Sometimes I read opinion pieces regarding childhood obesity and I have sympathy for the parents struggling with how to help their overweight child. Many parents try to serve their families healthy meals on a tight budget (not nearly as easy as it should be), limit portions and encourage regular exercise in their kids by going outside with them. A lot of parents do these things and more, and I applaud them. Sadly, many parents don’t.

Reading today, I came across this article by columnist Ruben Navarrette.
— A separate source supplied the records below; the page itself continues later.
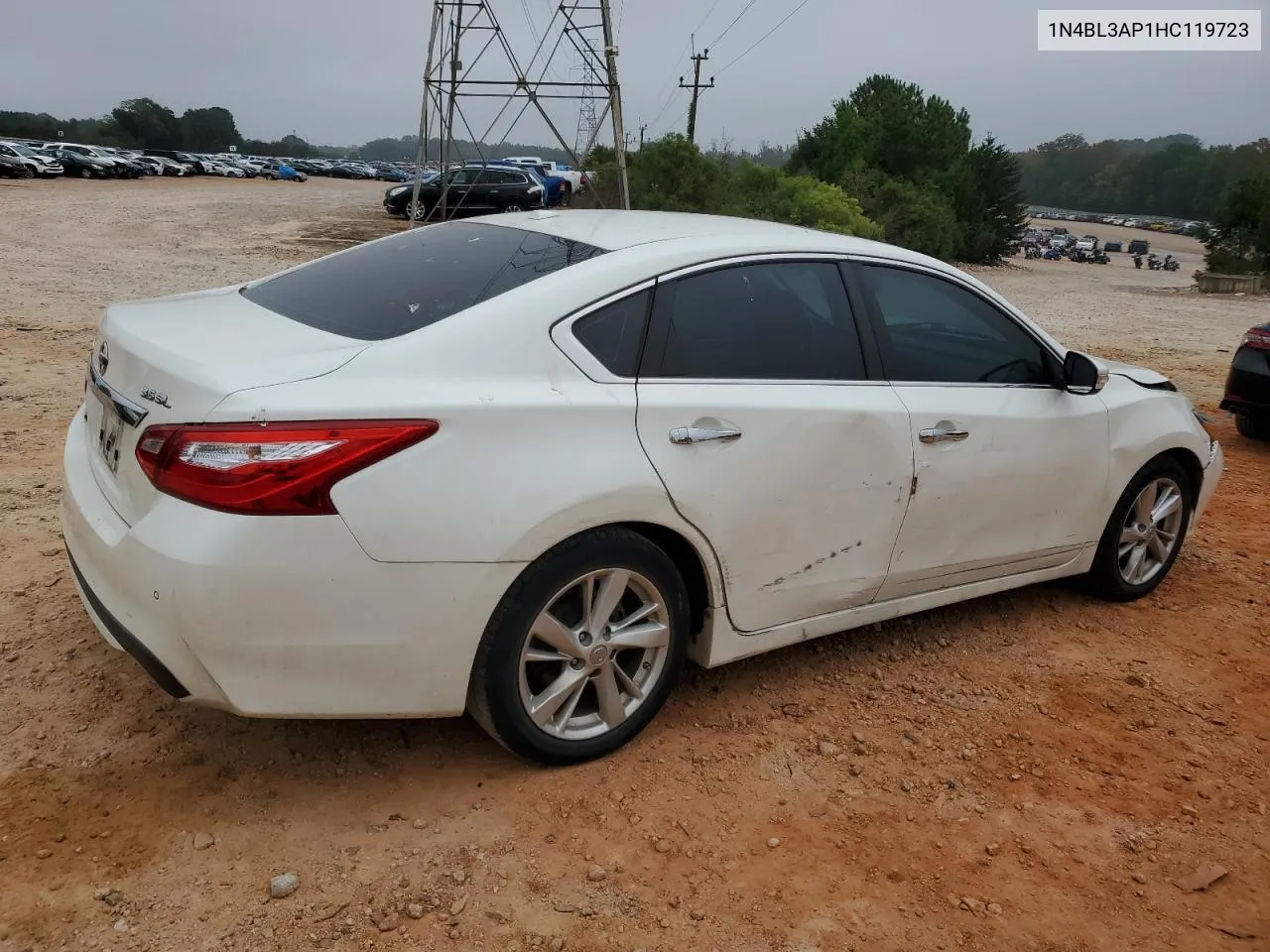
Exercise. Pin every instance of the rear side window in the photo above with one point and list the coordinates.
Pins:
(615, 333)
(391, 287)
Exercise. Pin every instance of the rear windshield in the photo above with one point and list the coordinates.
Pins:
(391, 287)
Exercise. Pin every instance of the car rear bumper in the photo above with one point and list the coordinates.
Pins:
(1247, 385)
(273, 616)
(1213, 468)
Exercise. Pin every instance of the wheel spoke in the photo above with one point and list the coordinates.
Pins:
(544, 706)
(611, 710)
(1146, 503)
(648, 635)
(611, 590)
(1133, 570)
(1166, 507)
(627, 683)
(540, 654)
(1129, 535)
(554, 633)
(639, 615)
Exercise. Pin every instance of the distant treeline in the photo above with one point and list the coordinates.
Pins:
(145, 123)
(1174, 176)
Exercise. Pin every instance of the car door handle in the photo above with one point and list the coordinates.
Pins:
(943, 431)
(699, 434)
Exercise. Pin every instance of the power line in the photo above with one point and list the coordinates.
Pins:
(706, 17)
(743, 12)
(698, 59)
(751, 49)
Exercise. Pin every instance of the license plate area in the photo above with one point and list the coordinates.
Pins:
(109, 434)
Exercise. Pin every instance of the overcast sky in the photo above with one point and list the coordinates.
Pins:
(343, 72)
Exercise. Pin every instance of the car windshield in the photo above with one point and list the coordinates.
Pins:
(395, 286)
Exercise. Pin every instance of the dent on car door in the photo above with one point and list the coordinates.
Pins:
(1010, 467)
(756, 409)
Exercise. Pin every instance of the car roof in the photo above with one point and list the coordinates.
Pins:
(616, 230)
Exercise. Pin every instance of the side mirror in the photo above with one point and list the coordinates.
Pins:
(1080, 375)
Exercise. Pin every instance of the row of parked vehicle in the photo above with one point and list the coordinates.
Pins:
(512, 184)
(31, 159)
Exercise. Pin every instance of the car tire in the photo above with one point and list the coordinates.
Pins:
(607, 690)
(1141, 542)
(1252, 424)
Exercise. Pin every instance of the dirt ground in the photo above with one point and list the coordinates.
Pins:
(1028, 772)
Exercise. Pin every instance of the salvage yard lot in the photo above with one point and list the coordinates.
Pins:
(1024, 772)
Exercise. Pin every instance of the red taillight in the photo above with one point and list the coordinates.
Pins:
(273, 468)
(1257, 339)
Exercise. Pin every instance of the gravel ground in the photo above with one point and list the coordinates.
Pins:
(1024, 772)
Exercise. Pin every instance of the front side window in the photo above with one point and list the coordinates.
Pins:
(934, 330)
(771, 320)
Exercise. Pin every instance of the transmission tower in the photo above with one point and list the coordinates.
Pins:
(588, 125)
(448, 77)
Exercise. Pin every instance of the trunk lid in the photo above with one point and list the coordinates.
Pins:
(172, 361)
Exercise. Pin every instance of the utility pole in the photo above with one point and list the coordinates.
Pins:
(698, 59)
(624, 193)
(447, 144)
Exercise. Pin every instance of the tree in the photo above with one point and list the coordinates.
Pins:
(209, 130)
(148, 123)
(908, 160)
(1238, 243)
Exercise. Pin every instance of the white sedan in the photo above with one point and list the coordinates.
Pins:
(526, 466)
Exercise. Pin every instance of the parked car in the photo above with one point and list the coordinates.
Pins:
(366, 451)
(1247, 384)
(14, 168)
(471, 190)
(282, 172)
(81, 166)
(574, 179)
(352, 171)
(40, 164)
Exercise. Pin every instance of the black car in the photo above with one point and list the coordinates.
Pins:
(81, 167)
(1247, 385)
(472, 190)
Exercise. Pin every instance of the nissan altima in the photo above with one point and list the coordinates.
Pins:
(530, 466)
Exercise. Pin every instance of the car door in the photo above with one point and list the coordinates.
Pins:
(757, 412)
(1010, 467)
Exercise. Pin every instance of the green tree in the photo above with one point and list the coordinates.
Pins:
(209, 130)
(1238, 243)
(908, 160)
(148, 123)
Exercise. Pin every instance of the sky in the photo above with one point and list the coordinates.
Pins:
(339, 72)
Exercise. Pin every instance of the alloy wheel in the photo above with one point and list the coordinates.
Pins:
(593, 654)
(1151, 531)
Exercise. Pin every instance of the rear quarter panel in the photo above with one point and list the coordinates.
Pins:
(530, 449)
(1143, 424)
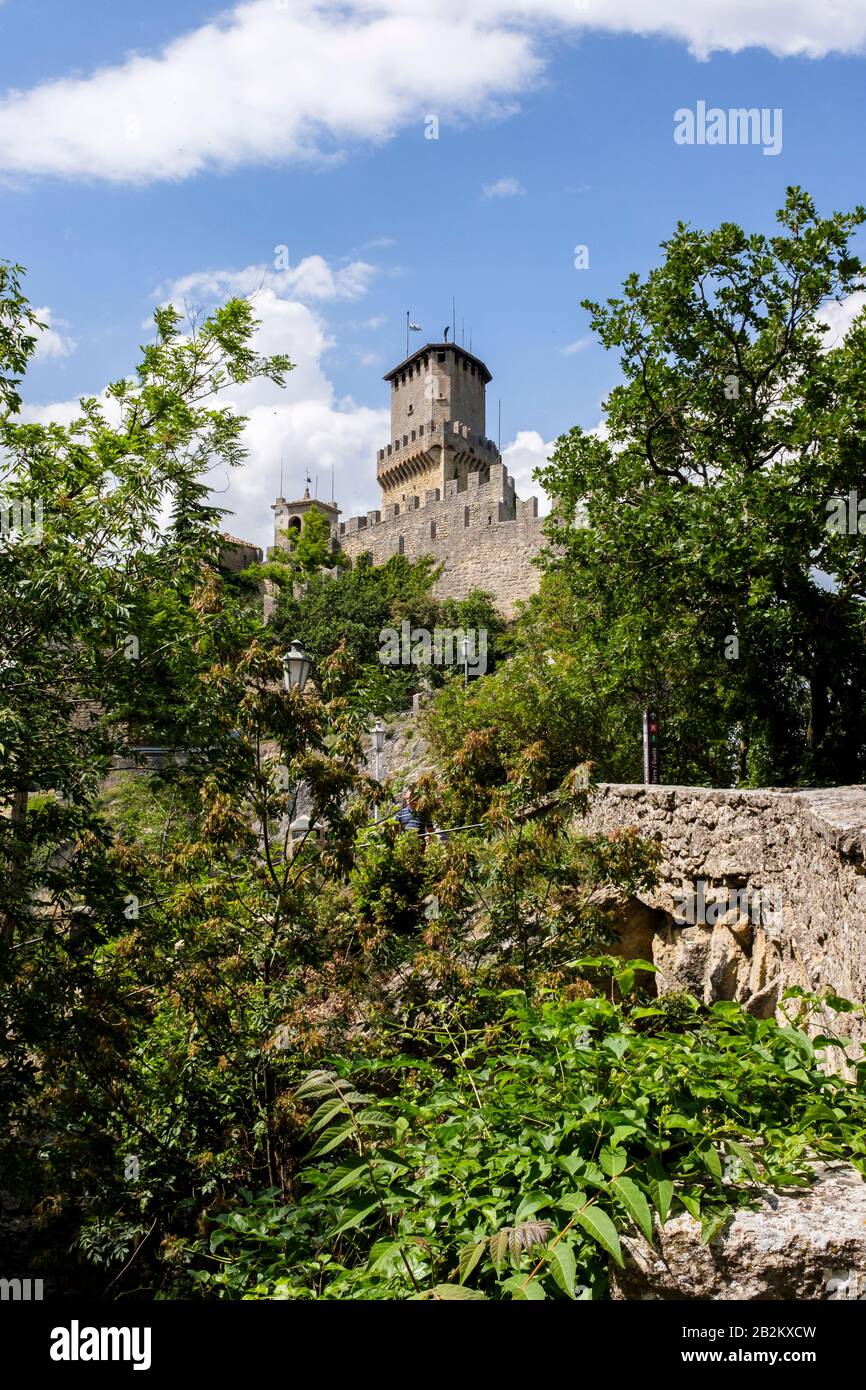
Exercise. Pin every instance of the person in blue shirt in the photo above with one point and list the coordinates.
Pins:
(407, 813)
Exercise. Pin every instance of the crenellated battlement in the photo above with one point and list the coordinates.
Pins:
(445, 491)
(478, 530)
(421, 437)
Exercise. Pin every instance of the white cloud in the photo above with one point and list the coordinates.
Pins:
(303, 424)
(52, 341)
(503, 188)
(312, 278)
(840, 314)
(267, 84)
(526, 453)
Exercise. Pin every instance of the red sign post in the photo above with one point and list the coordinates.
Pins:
(652, 766)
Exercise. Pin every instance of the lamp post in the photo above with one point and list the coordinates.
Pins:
(378, 741)
(295, 667)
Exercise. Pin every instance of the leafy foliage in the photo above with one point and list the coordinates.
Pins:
(512, 1161)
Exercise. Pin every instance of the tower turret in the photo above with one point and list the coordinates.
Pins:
(437, 423)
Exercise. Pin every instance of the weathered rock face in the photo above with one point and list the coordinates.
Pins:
(759, 890)
(799, 1243)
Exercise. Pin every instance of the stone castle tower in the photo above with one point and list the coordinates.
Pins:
(445, 488)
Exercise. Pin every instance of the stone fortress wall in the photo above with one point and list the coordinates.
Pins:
(804, 848)
(483, 534)
(445, 491)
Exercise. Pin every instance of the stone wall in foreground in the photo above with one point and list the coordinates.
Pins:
(804, 851)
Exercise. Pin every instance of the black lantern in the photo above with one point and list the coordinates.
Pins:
(295, 667)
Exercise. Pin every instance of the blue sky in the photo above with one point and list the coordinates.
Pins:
(167, 150)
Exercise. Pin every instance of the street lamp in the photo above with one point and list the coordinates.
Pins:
(378, 742)
(295, 667)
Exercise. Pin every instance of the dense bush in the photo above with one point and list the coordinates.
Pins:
(508, 1161)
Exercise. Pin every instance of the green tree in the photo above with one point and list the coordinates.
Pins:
(706, 580)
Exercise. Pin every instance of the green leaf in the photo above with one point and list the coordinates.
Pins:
(355, 1218)
(745, 1158)
(469, 1257)
(660, 1189)
(456, 1293)
(634, 1203)
(602, 1229)
(562, 1266)
(572, 1201)
(520, 1290)
(499, 1247)
(711, 1157)
(713, 1223)
(613, 1161)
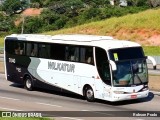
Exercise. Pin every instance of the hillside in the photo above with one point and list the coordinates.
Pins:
(143, 27)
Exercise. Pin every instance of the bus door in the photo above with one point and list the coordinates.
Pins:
(103, 81)
(77, 84)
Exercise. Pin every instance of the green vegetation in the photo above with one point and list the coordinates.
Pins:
(152, 50)
(148, 19)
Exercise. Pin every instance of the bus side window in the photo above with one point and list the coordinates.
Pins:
(19, 48)
(32, 49)
(86, 55)
(72, 53)
(44, 51)
(103, 66)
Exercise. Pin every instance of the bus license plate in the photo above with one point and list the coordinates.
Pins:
(133, 96)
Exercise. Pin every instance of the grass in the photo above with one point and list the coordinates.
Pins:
(135, 27)
(152, 50)
(148, 19)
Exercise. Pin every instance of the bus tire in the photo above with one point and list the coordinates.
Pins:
(89, 94)
(28, 84)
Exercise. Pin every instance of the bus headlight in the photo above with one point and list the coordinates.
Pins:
(118, 92)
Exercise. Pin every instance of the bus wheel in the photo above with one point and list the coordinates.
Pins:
(89, 94)
(28, 84)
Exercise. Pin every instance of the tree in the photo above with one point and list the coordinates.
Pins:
(6, 23)
(13, 6)
(154, 3)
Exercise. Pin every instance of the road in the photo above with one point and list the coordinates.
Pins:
(14, 98)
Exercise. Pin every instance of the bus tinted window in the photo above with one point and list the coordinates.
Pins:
(57, 52)
(15, 47)
(103, 66)
(86, 55)
(32, 49)
(72, 53)
(44, 50)
(126, 53)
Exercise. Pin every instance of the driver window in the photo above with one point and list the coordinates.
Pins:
(103, 65)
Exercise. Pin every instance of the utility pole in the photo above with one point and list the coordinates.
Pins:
(23, 20)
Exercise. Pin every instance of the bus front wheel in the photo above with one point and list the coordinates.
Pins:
(89, 94)
(28, 84)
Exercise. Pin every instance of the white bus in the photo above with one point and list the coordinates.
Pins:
(92, 66)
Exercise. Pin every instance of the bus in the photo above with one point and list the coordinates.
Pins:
(96, 67)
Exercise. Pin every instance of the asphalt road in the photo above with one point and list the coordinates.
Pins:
(14, 98)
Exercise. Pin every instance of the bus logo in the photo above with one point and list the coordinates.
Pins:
(12, 60)
(133, 90)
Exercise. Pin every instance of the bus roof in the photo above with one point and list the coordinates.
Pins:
(106, 42)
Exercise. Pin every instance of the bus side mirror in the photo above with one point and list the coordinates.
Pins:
(153, 61)
(113, 65)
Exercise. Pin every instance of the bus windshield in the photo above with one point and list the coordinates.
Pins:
(130, 72)
(131, 66)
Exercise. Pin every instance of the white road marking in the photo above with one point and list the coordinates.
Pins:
(99, 112)
(49, 104)
(2, 108)
(8, 98)
(71, 118)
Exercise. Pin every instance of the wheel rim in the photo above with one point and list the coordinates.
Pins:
(28, 83)
(89, 93)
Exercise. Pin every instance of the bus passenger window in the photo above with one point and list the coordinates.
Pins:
(32, 49)
(86, 55)
(72, 53)
(19, 48)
His point, to say it bluntly, is that teachers have nothing better to be doing with their time than to “bully” their obese students by sending letters home to their families telling them their kids are overweight.

Clearly, Mr. Navarrette has never seen one of these letters for himself. They are sent, sealed, from the nurses office- not the teacher. Yes, they are based on BMI which is not always an accurate measure of body fat, especially in older children who have started to build more muscle through sports. There are more accurate tests and I for one would like to see those used in school systems instead of the rather outdated BMI test.  However, to claim that a child’s obesity is none of the schools business is just ignorant.

Just as we would treat a child with a “learning difference” (he makes sure  the readers are informed this is the new politically correct title for what used to be called “learning disabled”), we should be treating children who are at risk of obesity. Why? Obese children underperform academically compared to their normal-weight peers. They are sick more often. They really are bullied; not by teachers but by other children, making themselves more susceptible to depression and social outcasting as they get older.

My favorite line of this column was his defense of slacking parents. “It used to be “you’re a bad parent because you don’t read to your child.” Now it’s “you’re a bad parent because you let your kid get fat.”

While there are things that make far worse parents, I would argue that YES, you could be doing a better job parenting your child if you’re  not reading to them. And YES, if your child is clinically obese at a young age, it is YOUR JOB to be doing something to help them.

I get that “bullying” is the buzzword of the moment. Everyone is a bully if they say something you don’t like or agree with, and someone must do something to stop them. How about we focus on real bullying, what is driving real children to do real harm to themselves. If you’re so concerned about bullying, Mr. Navarrette, that should be your focus. Not protecting the feelings of parents whose children are at serious risk for physical and psychological problems because no one wanted to broach an uncomfortable topic with them.